On October 1, 2010, at the direction of the County Executive of Orange County, letters were sent to 39 civil service employees notifying them that they were being laid off effective October 29, 2010, for economic reasons. The letters advised the employees that their names would be placed on a preferred eligible list pursuant to a provision in their collective bargaining agreement, which pertained to “abolished” positions. Additionally, the employees were advised in letters sent on October 29, 2010, that their names had been placed on the preferred eligible list “[i]n accordance with Section 81 of Civil Service Law.” On December 2, 2010, the Orange County Legislature passed a budget for the 2011 fiscal year, which did not provide funding for the positions held by the 39 laid off employees.

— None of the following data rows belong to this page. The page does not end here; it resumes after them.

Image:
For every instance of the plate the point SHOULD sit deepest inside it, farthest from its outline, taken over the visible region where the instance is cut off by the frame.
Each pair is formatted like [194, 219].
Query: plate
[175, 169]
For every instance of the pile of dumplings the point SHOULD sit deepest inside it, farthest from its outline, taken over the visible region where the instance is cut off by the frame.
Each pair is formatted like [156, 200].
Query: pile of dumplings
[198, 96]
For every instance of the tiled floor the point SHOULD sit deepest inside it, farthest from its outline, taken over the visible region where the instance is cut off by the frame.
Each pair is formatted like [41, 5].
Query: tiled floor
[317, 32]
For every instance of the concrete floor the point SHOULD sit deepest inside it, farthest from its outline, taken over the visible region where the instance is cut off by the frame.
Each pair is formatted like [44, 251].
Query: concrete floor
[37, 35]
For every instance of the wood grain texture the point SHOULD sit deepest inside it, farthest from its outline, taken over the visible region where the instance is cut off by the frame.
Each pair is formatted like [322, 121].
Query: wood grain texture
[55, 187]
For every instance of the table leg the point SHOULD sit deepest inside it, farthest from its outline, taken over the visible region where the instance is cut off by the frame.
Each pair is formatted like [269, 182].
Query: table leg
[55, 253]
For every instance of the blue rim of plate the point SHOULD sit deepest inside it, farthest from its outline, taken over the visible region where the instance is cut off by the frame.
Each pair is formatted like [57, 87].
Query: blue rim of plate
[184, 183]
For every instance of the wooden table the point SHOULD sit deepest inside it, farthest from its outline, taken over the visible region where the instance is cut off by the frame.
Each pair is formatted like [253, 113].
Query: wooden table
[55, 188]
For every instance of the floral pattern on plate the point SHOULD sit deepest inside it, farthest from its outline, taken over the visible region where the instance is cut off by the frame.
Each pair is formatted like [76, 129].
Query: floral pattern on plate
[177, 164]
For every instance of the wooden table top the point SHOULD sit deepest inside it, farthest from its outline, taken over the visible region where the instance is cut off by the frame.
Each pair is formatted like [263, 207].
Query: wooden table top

*985The Civil Service Employees Association, Inc., and 34 of the 39 civil service employees (hereinafter the subject employees) commenced this hybrid proceeding pursuant to CPLR article 78 and action for declaratory relief seeking, inter alia, to “be made whole by receiving full back pay” and “all other benefits they were entitled to . . . for the period from October 29, 2010, to December 31, 2010.” In a judgment dated September 9, 2011, the Supreme Court, among other things, denied the petition pursuant to CPLR article 78 and, in effect, dismissed the proceeding.

The doctrine of “¡Legislative equivalency requires that a position created by a legislative act can only be abolished by correlative legislative act” (Matter of Torre v County of Nassau, 86 NY2d 421, 426 [1995]; see Matter of Chandler v Village of Spring Val., 104 AD3d 847 [2013]; Matter of Campana v Chiseri, 242 AD2d 716 [1997]). Pursuant to section 2.02 (1) of the Orange County Charter and Orange County Administrative Code, the Orange County Legislature possesses sole authority to “establish or abolish positions of employment and titles thereof.” Here, the County Legislature had not taken any action to abolish the subject positions at the time the County Executive terminated the subject employees’ employment. While the Orange County Charter and Orange County Administrative Code give the County Executive the authority to “supervise, direct and control and administer all departments” (Orange County Charter § 3.02 [e]; Administrative Code § 3.02 [e]), they do not give the County Executive the authority to terminate the employment of civil service employees without a proper abolition of tbe positions by the County Legislature in accordance with the doctrine of legislative equivalency (see Torre v County of Nassau, 86 NY2d at 427-428; see also 1976 Ops Atty Gen 7, 1976 WL 350099, 1976 NY AG LEXIS 5). Further, County Charter § 4.10 (a) does not authorize the County Executive to undertake any “remedial action” constituting, inter alia, unilateral modification to the budget and/or abolition of legislatively created positions (see generally Matter of Dutchess County Legislature v Steinhaus, 56 AD3d 469, 470-471 [2008]; Suffolk County Assn. of Mun. Empls. v County of Suffolk, 175 AD2d 202, 203 [1991]; Matter of Henry v Noto, 74 AD2d 604, 605, mod on other grounds 50 NY2d 816 [1980]). Therefore, under these circumstances, the County Executive did not have the authority to terminate the subject employees’ employment for economic reasons, effective October 29, 2010.

Accordingly, the Supreme Court erred in denying the petition pursuant to CPLR article 78 and, in effect, dismissing the *986proceeding, and the matter must be remitted to the Supreme Court, Orange County, for a determination of all the benefits the subject employees would have been entitled to had they remained employed for the period from October 29, 2010, to December 31, 2010, and for a calculation of the principal sum of back pay to be awarded to the subject employees in accordance herewith and thereafter for the entry of an appropriate amended judgment. Rivera, J.P., Chambers, Hall and Miller, JJ., concur.